Author of the book titled ‘Practice Traffic Yoga’, Advocate Moses Pinto said, “The most important lesson that the authorities, functionaries, planners, leaders and activists can take away from the present day road accidents and fatalities is the profoundly negative impact that the fatality has incurred on the family members of the victim.”

“The endeavour should be to prevent a similar fate from being faced by the next generation of vulnerable road users,” said Pinto.

“It must be upheld in the minds of the authorities that the vulnerable road users have to face the dangers associated with unsafe roads as a matter of necessity and not out of their own choice. The primitive instinct of human nature dictates self preservation to be the norm and hence no vulnerable road user would subject them to avoidable peril unless their needs absolutely dictated their actions of being on the road,” he added.
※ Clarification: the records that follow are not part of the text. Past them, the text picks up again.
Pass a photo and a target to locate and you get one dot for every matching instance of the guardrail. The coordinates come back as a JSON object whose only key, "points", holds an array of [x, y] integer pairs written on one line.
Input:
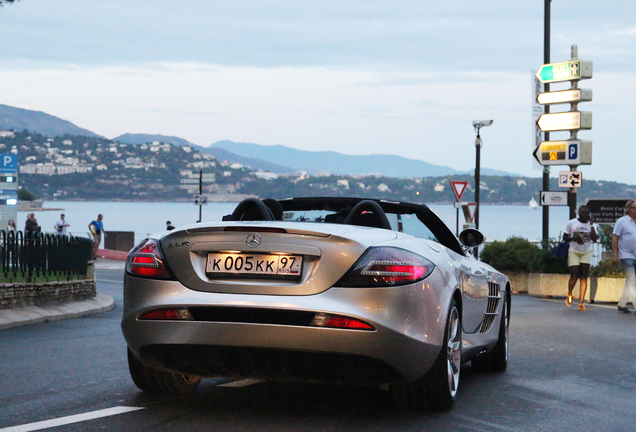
{"points": [[30, 254]]}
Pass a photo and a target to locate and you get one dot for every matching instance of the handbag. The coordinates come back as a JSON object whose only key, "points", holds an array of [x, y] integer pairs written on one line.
{"points": [[561, 250]]}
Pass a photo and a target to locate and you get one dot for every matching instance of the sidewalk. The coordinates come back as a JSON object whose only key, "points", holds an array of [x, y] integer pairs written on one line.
{"points": [[58, 311]]}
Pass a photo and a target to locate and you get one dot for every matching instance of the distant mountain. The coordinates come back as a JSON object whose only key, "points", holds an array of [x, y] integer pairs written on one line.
{"points": [[337, 163], [19, 119], [148, 138], [253, 163]]}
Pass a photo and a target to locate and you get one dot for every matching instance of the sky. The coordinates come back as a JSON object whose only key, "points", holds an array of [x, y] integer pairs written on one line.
{"points": [[356, 77]]}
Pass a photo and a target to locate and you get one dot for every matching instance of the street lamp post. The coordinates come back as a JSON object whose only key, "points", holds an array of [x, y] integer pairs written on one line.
{"points": [[478, 124]]}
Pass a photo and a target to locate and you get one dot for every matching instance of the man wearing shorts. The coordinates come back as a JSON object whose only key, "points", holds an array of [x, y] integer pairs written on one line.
{"points": [[624, 249], [97, 228], [581, 234]]}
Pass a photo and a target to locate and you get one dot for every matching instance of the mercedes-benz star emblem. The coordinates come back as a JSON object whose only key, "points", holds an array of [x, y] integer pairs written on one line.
{"points": [[253, 240]]}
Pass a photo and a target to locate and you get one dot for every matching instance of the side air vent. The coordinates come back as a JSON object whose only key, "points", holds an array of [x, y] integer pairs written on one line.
{"points": [[491, 309]]}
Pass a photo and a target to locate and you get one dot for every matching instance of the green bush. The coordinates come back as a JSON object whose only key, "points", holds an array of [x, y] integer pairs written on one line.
{"points": [[519, 254], [605, 236], [607, 269], [516, 253]]}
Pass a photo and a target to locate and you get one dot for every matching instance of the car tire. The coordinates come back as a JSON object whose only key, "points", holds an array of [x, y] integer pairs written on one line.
{"points": [[437, 389], [157, 381], [496, 360]]}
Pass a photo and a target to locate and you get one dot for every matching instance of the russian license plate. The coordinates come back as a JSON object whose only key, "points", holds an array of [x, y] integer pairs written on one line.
{"points": [[269, 265]]}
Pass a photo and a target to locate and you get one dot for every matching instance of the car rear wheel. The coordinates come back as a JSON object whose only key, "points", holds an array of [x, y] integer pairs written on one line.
{"points": [[437, 389], [497, 359], [158, 381]]}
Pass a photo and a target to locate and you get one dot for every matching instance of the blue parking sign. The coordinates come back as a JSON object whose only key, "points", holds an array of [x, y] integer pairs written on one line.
{"points": [[9, 163], [573, 151]]}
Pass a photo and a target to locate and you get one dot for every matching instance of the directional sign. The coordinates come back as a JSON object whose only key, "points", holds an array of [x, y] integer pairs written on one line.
{"points": [[606, 210], [570, 152], [565, 96], [570, 120], [550, 198], [193, 180], [459, 187], [200, 200], [570, 179], [565, 71]]}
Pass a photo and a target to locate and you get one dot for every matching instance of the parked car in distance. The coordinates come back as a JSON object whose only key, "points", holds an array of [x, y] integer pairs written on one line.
{"points": [[334, 290]]}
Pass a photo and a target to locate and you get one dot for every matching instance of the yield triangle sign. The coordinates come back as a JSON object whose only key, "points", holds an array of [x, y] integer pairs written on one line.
{"points": [[458, 188]]}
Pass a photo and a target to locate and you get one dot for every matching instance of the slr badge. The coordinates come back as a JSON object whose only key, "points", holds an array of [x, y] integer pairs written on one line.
{"points": [[253, 240]]}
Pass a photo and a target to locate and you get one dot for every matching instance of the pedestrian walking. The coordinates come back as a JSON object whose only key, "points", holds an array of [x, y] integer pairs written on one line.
{"points": [[96, 228], [31, 224], [11, 226], [624, 250], [61, 225], [581, 234]]}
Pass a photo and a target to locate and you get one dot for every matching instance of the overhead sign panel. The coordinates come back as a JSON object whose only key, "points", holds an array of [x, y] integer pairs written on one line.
{"points": [[570, 179], [570, 152], [606, 210], [565, 71], [570, 120], [565, 96], [550, 198]]}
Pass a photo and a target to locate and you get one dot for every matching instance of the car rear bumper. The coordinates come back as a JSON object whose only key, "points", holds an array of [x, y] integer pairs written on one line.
{"points": [[408, 324]]}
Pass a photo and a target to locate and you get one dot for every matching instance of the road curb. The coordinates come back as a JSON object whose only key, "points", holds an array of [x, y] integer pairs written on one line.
{"points": [[54, 312]]}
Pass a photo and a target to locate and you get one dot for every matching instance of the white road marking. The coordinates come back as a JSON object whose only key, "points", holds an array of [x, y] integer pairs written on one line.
{"points": [[239, 383], [70, 419]]}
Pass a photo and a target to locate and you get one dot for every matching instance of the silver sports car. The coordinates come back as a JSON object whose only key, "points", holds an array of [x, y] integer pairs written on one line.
{"points": [[335, 290]]}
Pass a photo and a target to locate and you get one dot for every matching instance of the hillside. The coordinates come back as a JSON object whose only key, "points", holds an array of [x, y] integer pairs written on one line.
{"points": [[18, 119], [149, 138], [98, 169], [314, 162]]}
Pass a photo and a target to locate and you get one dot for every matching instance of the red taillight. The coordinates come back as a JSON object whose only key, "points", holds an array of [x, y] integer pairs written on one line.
{"points": [[147, 260], [167, 314], [387, 266], [338, 321]]}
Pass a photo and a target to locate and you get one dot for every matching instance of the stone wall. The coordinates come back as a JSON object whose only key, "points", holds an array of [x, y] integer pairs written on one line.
{"points": [[32, 294], [556, 285]]}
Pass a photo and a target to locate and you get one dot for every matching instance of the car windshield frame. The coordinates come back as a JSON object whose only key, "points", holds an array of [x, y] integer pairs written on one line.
{"points": [[340, 207]]}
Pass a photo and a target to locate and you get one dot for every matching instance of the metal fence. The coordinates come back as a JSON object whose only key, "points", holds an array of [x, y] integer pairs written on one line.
{"points": [[32, 253]]}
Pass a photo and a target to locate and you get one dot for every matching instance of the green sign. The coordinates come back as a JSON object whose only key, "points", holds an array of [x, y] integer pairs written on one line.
{"points": [[565, 71]]}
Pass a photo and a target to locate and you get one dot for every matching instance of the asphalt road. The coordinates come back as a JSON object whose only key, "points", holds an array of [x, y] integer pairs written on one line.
{"points": [[569, 370]]}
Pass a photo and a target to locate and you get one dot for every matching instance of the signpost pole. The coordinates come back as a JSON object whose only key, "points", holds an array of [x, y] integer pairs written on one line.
{"points": [[200, 193], [546, 88]]}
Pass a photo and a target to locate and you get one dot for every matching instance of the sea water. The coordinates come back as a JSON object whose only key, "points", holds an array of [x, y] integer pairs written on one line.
{"points": [[498, 222]]}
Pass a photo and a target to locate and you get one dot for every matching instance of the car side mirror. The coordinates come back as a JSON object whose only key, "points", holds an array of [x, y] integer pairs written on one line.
{"points": [[471, 238]]}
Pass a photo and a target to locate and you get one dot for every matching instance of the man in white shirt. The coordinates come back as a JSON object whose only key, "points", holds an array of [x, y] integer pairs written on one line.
{"points": [[61, 226], [624, 249]]}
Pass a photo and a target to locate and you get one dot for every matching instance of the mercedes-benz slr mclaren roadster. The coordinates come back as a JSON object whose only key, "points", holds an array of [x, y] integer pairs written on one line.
{"points": [[332, 290]]}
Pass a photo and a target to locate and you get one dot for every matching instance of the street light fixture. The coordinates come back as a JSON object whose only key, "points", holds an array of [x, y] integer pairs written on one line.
{"points": [[478, 124]]}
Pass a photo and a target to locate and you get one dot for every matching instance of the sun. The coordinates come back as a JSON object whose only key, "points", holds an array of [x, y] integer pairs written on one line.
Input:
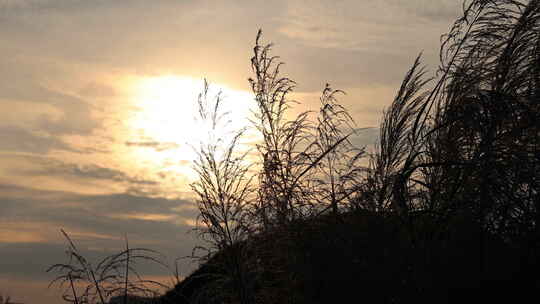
{"points": [[164, 124]]}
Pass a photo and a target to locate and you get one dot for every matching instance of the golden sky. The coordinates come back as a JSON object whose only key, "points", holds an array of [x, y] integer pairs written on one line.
{"points": [[97, 99]]}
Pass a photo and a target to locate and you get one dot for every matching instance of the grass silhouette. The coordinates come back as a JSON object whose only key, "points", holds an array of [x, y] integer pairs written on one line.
{"points": [[447, 210]]}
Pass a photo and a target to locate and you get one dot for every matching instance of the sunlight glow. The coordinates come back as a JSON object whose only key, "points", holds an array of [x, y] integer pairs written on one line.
{"points": [[164, 127]]}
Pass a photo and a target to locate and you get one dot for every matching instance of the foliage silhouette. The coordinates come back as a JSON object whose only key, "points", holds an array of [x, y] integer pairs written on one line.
{"points": [[447, 210]]}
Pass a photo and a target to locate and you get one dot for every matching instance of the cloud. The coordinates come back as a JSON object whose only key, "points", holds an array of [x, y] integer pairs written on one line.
{"points": [[30, 221], [16, 139], [158, 146]]}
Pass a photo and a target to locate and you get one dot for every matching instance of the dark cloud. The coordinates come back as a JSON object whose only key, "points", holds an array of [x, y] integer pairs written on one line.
{"points": [[92, 214]]}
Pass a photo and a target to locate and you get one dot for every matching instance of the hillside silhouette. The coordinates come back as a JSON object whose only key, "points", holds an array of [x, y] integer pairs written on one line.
{"points": [[447, 209]]}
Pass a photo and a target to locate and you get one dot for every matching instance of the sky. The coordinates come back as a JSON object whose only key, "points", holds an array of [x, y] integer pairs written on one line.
{"points": [[97, 99]]}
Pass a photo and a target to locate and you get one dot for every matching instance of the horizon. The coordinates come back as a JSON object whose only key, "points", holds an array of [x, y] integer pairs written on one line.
{"points": [[96, 98]]}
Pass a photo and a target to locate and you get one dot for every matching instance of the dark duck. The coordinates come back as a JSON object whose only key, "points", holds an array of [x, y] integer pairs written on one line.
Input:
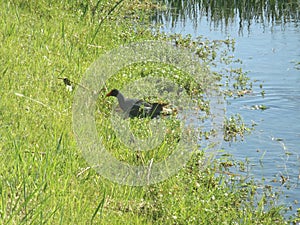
{"points": [[139, 108]]}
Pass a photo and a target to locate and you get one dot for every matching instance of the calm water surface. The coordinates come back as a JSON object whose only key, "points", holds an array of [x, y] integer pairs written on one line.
{"points": [[269, 52]]}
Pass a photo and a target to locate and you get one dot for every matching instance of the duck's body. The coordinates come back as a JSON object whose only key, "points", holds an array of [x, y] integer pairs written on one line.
{"points": [[136, 107]]}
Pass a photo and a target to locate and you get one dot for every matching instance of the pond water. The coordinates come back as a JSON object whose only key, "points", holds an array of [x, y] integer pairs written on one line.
{"points": [[269, 47]]}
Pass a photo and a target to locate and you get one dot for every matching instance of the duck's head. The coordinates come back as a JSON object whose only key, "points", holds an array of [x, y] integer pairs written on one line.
{"points": [[113, 92]]}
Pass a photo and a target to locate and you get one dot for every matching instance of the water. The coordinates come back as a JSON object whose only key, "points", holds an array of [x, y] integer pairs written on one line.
{"points": [[269, 51]]}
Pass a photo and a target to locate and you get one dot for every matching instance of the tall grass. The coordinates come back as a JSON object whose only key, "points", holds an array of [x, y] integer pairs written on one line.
{"points": [[43, 178]]}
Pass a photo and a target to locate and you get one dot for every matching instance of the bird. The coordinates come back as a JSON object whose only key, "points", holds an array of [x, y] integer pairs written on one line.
{"points": [[138, 107]]}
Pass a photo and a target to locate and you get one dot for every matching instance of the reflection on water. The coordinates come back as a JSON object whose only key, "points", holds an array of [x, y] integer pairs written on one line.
{"points": [[269, 49], [222, 13]]}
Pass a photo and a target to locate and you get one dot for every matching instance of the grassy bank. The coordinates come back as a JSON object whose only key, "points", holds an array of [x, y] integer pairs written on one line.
{"points": [[44, 178]]}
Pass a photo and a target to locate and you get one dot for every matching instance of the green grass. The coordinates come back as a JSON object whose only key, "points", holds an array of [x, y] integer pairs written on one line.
{"points": [[44, 178]]}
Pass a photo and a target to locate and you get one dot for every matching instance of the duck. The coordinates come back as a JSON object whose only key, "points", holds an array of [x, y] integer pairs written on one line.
{"points": [[139, 108]]}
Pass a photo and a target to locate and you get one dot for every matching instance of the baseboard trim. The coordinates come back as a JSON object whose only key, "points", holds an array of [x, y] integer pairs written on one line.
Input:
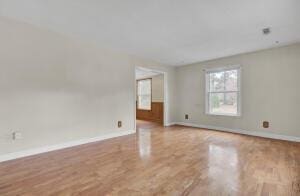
{"points": [[30, 152], [170, 124], [244, 132]]}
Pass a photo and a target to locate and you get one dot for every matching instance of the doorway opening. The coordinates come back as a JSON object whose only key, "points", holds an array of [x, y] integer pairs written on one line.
{"points": [[150, 98]]}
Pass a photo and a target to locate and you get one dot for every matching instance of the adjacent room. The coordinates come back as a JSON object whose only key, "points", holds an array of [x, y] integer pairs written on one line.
{"points": [[140, 97], [149, 98]]}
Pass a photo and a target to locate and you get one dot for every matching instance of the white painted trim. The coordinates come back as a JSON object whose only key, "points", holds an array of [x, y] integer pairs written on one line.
{"points": [[169, 124], [29, 152], [239, 93], [166, 94], [244, 132]]}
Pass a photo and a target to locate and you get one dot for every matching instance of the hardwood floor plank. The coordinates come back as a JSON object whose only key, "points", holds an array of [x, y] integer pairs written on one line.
{"points": [[160, 160]]}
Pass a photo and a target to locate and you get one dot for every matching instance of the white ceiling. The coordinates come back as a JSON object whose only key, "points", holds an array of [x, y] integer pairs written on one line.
{"points": [[173, 32], [141, 73]]}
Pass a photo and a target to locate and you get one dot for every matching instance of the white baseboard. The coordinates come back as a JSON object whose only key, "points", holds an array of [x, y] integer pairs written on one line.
{"points": [[170, 124], [25, 153], [244, 132]]}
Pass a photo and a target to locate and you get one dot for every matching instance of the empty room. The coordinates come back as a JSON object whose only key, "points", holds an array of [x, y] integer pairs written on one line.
{"points": [[137, 97]]}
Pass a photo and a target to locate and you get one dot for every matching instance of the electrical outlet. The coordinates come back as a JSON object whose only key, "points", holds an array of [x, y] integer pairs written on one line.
{"points": [[266, 124], [119, 124], [17, 135]]}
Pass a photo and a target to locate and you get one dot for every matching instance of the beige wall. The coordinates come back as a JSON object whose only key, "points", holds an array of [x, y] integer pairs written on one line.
{"points": [[55, 89], [270, 91]]}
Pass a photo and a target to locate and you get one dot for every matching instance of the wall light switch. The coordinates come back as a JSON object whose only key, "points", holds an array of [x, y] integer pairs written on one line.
{"points": [[119, 124], [186, 116], [17, 135]]}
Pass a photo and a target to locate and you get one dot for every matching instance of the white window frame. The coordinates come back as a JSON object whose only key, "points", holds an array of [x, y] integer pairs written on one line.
{"points": [[207, 88]]}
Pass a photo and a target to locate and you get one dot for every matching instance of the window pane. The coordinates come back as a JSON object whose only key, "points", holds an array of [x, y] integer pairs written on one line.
{"points": [[216, 81], [223, 103], [231, 82], [144, 102]]}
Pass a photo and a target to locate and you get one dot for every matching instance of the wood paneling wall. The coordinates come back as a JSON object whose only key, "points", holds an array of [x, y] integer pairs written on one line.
{"points": [[156, 114]]}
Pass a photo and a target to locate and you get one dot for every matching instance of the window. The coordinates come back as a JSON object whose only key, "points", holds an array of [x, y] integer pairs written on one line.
{"points": [[223, 91], [144, 94]]}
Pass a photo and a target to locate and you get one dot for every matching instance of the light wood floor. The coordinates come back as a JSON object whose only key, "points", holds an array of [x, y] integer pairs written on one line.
{"points": [[160, 161]]}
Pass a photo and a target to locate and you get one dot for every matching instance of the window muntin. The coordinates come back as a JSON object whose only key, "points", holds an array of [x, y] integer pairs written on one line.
{"points": [[223, 91], [144, 94]]}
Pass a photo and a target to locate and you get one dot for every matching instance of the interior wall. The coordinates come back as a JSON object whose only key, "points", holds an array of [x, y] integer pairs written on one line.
{"points": [[55, 89], [270, 91]]}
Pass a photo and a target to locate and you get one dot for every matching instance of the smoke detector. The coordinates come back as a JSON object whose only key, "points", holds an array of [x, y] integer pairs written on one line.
{"points": [[266, 31]]}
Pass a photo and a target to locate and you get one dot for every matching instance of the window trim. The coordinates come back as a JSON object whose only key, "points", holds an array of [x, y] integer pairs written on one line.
{"points": [[137, 87], [239, 94]]}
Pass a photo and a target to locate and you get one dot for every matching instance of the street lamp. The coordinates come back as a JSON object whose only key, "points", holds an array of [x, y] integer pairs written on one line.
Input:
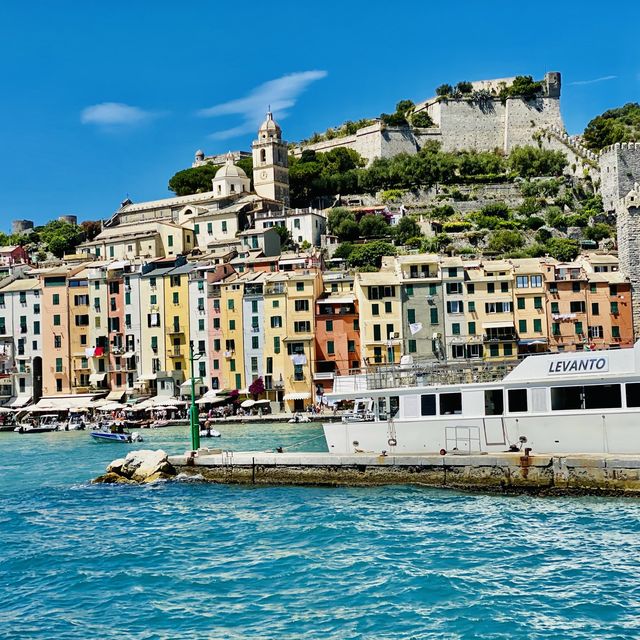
{"points": [[193, 410]]}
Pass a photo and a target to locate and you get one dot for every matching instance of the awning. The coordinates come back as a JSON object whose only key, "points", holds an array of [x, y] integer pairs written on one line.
{"points": [[16, 402], [300, 395], [205, 400], [498, 325]]}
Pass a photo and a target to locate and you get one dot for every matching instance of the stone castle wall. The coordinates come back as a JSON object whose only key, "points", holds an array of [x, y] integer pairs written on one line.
{"points": [[619, 171]]}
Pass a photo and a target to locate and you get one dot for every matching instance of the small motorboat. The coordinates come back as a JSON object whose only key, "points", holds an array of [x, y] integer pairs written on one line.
{"points": [[115, 432], [298, 417], [44, 424], [208, 432]]}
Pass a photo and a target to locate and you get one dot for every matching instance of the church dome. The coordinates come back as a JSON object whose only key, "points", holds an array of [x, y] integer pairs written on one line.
{"points": [[270, 126], [230, 170]]}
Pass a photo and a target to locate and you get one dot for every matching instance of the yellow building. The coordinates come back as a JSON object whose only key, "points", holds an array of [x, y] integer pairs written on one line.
{"points": [[231, 324], [380, 308], [529, 305], [489, 308], [302, 291], [79, 331], [176, 322]]}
While explaining the agony and pain of the accident victims and their families Adv Pinto said, “It could be illustrated that a father whose limbs have been amputated due to a road crash involving his two wheeler while he was on the commute of returning home, would not want his child to grow up and face the same risks on the road when his next generation takes to using the road for their further studies or to reach their workplace.” 

“He certainly would wish for safer transportation systems which would drastically reduce the uncertainty of travelling on the road and make a safe arrival more predictable,” he said.

Adv Pinto said that one of the ways that the victims can be honoured is by learning the effects that the fatality has had on the victims family and pledging to ensure that a similar fate shall not be faced by the rest of the surviving family members who also would be expected to use the same road in their lifetime. 

“Preservation of future generations’ interest from using the road should serve as a guiding factor for present decision making and planning of road safety regulations and road engineering” he said.